Arizona State University College of Law; Arizona State University (ASU) – Department of Psychology; Center for the Study of Law and Society, Berkeley Law, University of California, Berkeley
Tara Ellman

Independent June 8, 2015
Abstract:    
This brief essay reveals that the sources relied upon by the Supreme Court in Smith v. Doe, a heavily cited constitutional decision on sex offender registries, in fact provide no support at all for the facts about sex offender re-offense rates that the Court treats as central to its constitutional conclusions. This misreading of the social science was abetted in part by the Solicitor General’s misrepresentations in the amicus brief it filed in this case. The false “facts” stated in the opinion have since been relied upon repeatedly by other courts in their own constitutional decisions, thus infecting an entire field of law as well as policy making by legislative bodies. Recent decisions by the Pennsylvania and California supreme courts establish principles that would support major judicial reforms of sex offender registries, if they were applied to the actual facts.

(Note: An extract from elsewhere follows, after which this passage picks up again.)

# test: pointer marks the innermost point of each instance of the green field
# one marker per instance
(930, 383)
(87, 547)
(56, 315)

In filing a petition for writ of error coram nobis in Smith v. Doe, it should be noted there is a conflict of interest involving the Chief Justice Roberts. Roberts was the government attorney that withheld information or presented false/ misleading recidivism information that is the crux of the error, i.e., there the claim of high re-offense rates. There was enough studies pre-Smith v. Doe to show that the correct recidivism information was out there, and the information that they use from the Prentky study was incorrect and the other information that they used to support their case was hearsay, not based on any valid scientific study.

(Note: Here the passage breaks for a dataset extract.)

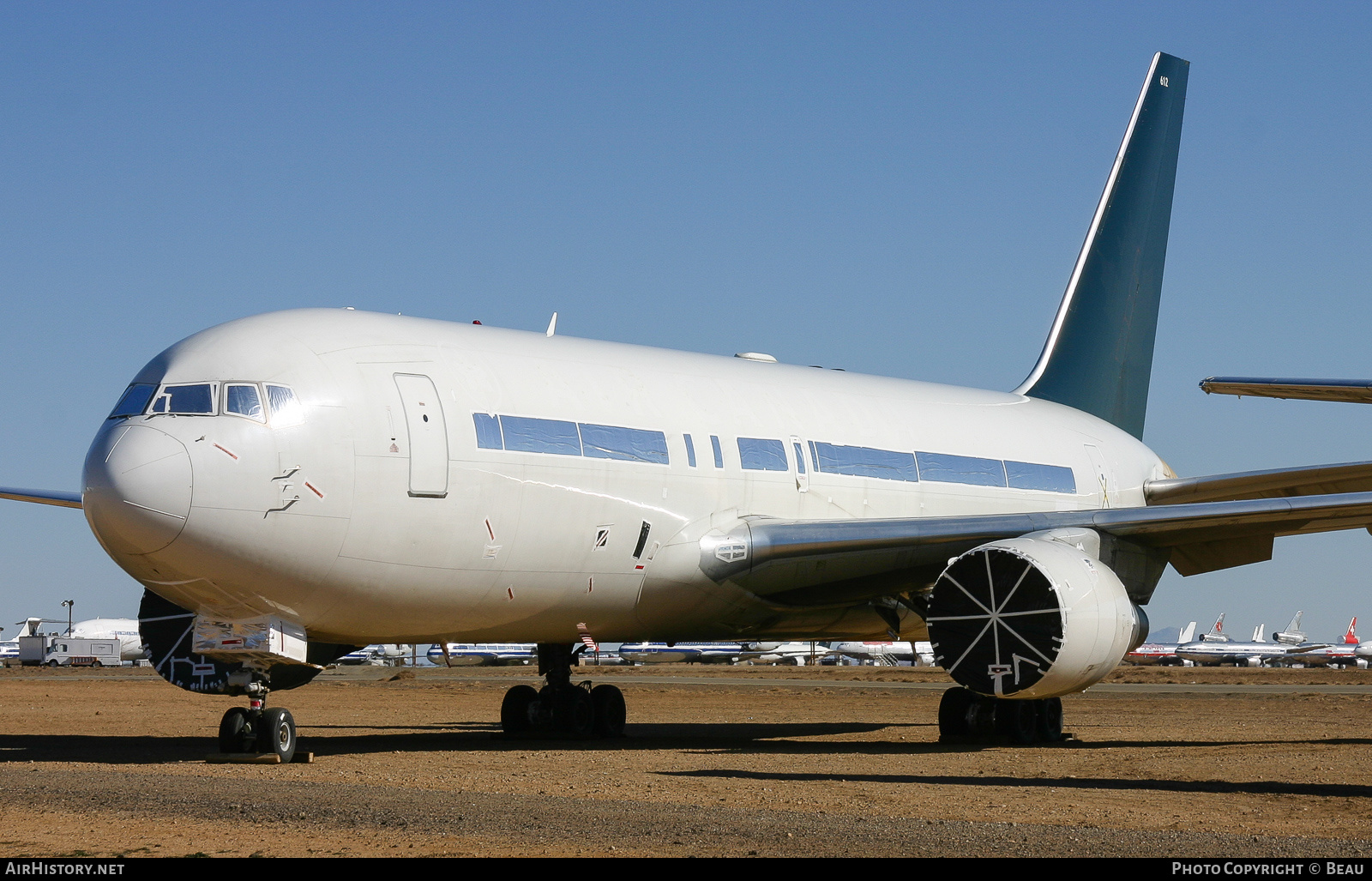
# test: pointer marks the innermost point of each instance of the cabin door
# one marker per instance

So from where I stand with the above information, I believe it is time to call an accounting of the Supreme Court decision that was based on lies presented by the Solicitor Gen. in the Smith versus Doe case , and that the Department of justice be held accountable for all of the collateral damage to offenders and their families caused by government officials  misinformation that was presented to the Supreme Court.